Well, it all started when I saw a friend share Ann Patchett’s article in The New York Times, “My Year of No Shopping” on social media last month. In her article, Patchett talks about her decision to severely limit her shopping for a year and how it changed her views on material possessions. You can read the article here.
When I read Patchett’s article mid-December, I was already planning on minimizing our possessions with Will and living a more Christian minimalist lifestyle starting in the new year– and this article sparked something in me. I knew that just minimizing possessions wouldn’t be enough, at least for me—I had to fast from shopping in order to really break some unhelpful spending habits that I had fallen into over the last 4 years.
Fasting has a long history of tradition in the Christian faith. In the Bible, people fasted for many reasons, including when they were mourning, when they were looking to connect with God, and when a big event was about to happen and they spiritually needed to prepare. When people think of fasting, they usually think of food—but fasting can be a removal of virtually anything in order to focus more on God and prayer and the things that matter most.

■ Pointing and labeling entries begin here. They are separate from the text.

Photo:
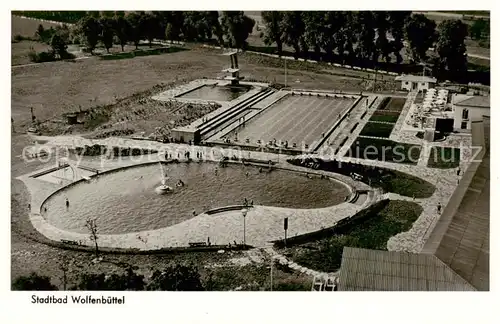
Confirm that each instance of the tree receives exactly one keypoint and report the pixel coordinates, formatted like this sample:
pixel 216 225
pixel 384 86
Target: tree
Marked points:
pixel 420 33
pixel 92 228
pixel 108 31
pixel 313 28
pixel 382 43
pixel 134 28
pixel 176 278
pixel 451 47
pixel 213 21
pixel 396 28
pixel 480 29
pixel 294 31
pixel 40 32
pixel 236 27
pixel 364 26
pixel 149 25
pixel 33 282
pixel 122 28
pixel 59 47
pixel 90 30
pixel 274 29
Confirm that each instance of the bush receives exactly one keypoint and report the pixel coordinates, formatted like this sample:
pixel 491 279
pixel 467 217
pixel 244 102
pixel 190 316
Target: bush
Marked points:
pixel 176 278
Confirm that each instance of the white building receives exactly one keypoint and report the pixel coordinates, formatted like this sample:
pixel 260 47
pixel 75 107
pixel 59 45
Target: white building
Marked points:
pixel 416 82
pixel 468 109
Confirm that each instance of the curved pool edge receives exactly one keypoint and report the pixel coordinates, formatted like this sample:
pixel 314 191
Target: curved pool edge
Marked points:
pixel 263 223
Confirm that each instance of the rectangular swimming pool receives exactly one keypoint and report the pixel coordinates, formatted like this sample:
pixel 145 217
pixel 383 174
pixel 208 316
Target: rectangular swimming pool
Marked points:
pixel 215 93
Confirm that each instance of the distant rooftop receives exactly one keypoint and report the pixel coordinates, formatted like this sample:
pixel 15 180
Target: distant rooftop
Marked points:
pixel 374 270
pixel 415 78
pixel 474 101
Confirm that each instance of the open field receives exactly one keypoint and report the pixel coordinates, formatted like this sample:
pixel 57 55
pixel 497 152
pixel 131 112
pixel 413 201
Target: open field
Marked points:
pixel 60 87
pixel 296 119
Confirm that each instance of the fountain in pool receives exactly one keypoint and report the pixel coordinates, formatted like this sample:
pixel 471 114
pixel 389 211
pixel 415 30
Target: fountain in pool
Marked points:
pixel 163 188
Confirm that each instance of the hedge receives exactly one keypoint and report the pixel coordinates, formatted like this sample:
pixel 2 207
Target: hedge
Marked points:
pixel 444 157
pixel 377 130
pixel 384 150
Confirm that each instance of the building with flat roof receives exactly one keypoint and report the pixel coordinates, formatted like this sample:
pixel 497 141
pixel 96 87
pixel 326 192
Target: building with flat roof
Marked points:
pixel 468 109
pixel 416 82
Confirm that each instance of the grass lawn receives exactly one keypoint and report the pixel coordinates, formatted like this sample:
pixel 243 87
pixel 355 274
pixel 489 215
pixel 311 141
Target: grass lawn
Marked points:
pixel 384 150
pixel 389 180
pixel 371 230
pixel 377 130
pixel 385 116
pixel 444 158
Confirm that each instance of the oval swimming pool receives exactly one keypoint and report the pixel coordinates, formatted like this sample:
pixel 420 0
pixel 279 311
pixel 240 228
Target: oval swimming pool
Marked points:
pixel 125 201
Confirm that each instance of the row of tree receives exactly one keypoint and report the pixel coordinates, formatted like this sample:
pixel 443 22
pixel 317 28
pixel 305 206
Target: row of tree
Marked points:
pixel 232 28
pixel 366 37
pixel 363 38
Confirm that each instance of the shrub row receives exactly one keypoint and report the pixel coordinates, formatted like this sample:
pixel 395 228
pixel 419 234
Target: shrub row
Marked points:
pixel 369 229
pixel 384 150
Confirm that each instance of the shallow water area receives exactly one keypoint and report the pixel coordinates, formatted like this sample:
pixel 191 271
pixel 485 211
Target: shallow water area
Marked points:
pixel 126 201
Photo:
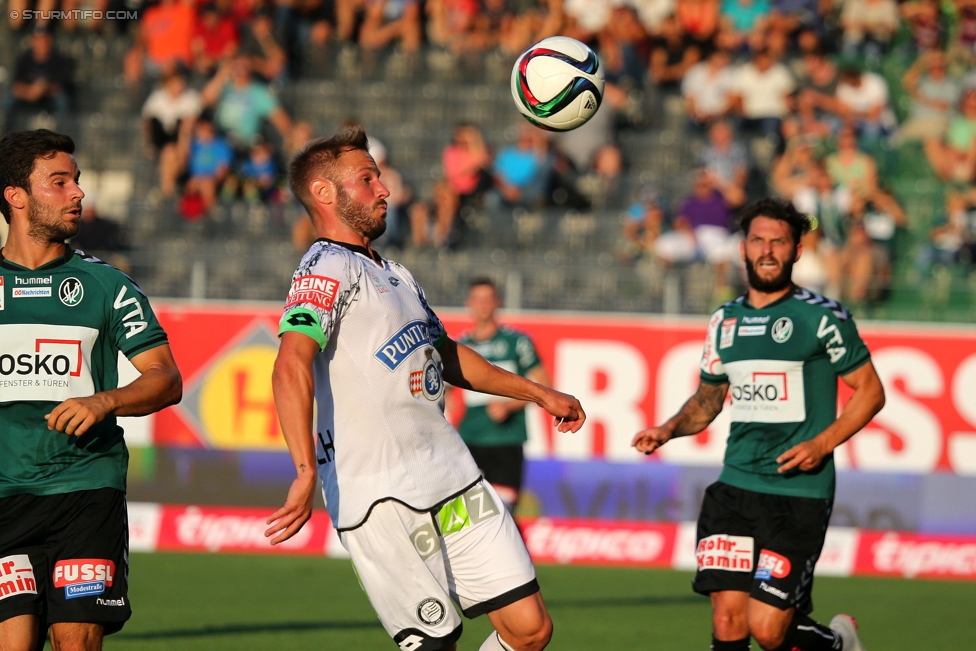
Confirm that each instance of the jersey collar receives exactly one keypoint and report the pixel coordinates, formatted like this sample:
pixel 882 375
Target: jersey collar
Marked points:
pixel 57 262
pixel 782 299
pixel 355 248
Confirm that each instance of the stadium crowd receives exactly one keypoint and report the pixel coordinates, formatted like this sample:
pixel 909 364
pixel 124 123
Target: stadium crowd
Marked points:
pixel 810 100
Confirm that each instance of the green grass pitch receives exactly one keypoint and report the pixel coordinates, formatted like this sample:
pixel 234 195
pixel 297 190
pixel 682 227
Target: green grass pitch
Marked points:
pixel 220 601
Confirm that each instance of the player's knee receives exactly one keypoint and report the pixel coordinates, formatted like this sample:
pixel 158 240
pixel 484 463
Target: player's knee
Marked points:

And honestly, not spending the amount of time I have previously spent searching online for the perfect outfit/shoes/etc. means that I will have more time for my Doctoral studies, writing this blog, and my loved ones.
Not to mention the MONEY I’ve spent over the years on these non-essential items. I can’t wait to see how much money I am able to save just from not buying clothes online because I’m bored, because I can, or because I’m in physical pain or not feeling well.
So, I am doing a shopping fast. For a year. Here’s hoping this shopping fast will help rewire my brain and help me kick my unhealthy habits of (mostly online) shopping.
(PS: I am also currently reading Cait Flanders’ new book, The Year of Less: How I Stopped Shopping, Gave Away My Belongings, and Discovered Life is Worth More Than Anything You Can Buy in a Store, which incidentally came out after I decided to start my own year-long shopping fast. I have enjoyed reading about her own year of no shopping, and how it helped refocus her life in beneficial ways.)